Mayor Gregor Robertson released a statement over the weekend slamming the Russian laws.
“As host mayor of the Vancouver 2010 Winter Olympic and Paralympic Games, I have been alarmed to learn of further discriminatory legislation and violent actions targeting the LGBTQ community in Russia,” the statement said. “I would like to join the millions worldwide who are calling upon Russia to end its violent crackdown on the human rights and free expression of the LGBTQ community ahead of hosting the world in Sochi.”
Robert Joseph Greene, a Vancouver-based author of gay fiction, has felt the sting of Russian homophobia over the past few months since a Russian website published a story about him that included a link to his Facebook profile.
“I got about 40 hate mails through Facebook, all in Russian,” Mr. Greene said. “They were calling me a pedophile, saying I was everything that was wrong in the world.” The comment board underneath the article contained many more anti-gay slurs and condemnations of Mr. Greene’s work.
Mr. Greene caught the attention of the anti-gay movement in Russia after an activist was arrested and fined for reading one of Mr. Greene’s stories aloud outside a St. Petersburg library in January, 2012. The story, called The Blue Door, was what Mr. Greene calls a “gay fairy tale,” about a Russian prince who falls in love with another boy.

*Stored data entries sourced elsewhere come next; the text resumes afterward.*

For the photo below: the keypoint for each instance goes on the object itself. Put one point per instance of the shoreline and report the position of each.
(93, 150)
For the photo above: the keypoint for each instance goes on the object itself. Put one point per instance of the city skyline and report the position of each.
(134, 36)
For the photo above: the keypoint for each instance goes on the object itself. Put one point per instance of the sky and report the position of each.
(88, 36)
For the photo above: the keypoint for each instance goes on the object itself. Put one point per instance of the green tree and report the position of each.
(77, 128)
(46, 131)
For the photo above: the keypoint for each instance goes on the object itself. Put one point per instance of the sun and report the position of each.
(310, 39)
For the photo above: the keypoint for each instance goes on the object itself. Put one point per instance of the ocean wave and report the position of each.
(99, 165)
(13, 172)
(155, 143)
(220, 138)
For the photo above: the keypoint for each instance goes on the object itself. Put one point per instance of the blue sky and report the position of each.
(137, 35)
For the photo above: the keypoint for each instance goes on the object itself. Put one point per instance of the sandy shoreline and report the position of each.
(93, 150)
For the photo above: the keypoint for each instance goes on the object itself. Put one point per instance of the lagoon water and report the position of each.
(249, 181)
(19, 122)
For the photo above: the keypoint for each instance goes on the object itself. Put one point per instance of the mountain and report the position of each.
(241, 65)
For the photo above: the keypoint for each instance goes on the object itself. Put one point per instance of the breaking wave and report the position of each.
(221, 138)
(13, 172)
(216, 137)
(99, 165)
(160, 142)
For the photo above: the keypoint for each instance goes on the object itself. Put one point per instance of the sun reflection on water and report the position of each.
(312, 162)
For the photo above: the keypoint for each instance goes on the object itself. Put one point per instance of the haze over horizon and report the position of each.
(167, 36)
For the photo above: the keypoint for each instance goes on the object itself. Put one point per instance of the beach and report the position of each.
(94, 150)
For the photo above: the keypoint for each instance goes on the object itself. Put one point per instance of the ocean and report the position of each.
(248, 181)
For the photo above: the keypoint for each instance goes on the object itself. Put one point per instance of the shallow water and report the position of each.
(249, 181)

The activist was protesting against a proposed law to ban the propagation of homosexual views to minors. That law was adopted in St. Petersburg shortly after the protest, and is now in effect for the whole country after the Russian parliament passed it in June.
There has been considerable debate among activists over how to protest the Russian actions most effectively. Aug. 3 has been declared an international day of protest over the Russian laws, and Mr. Greene said he knows organizers who are planning a rally outside the Russian consulate in Vancouver.
Many bars in Vancouver’s West End, the centre of the city’s gay community, recently announced that they will refuse to sell Russian vodka, echoing boycotts by gay bars around North America and Europe.
But Mr. Greene said his contacts in Russia suggest other courses of action may be more effective.
“What I’ve been told was, the Russian software industry is more vulnerable at this point,” Mr. Greene said. “They also say we should ask the Canadian government to deny transit visas to the politicians who have voted for this law.”
Mr. Greene said he has a meeting scheduled with the West End Business Improvement Association to discuss more possible boycotts, and he and other gay activists are planning to meet with Egale Canada to help formulate a national action plan.
“We don’t just want a national campaign, we want a co-ordinated global one,” Mr. Greene said. “We want the countries who have historically had a pro-gay stance to send a strong message to the Russian government that we have a unified stance on this.”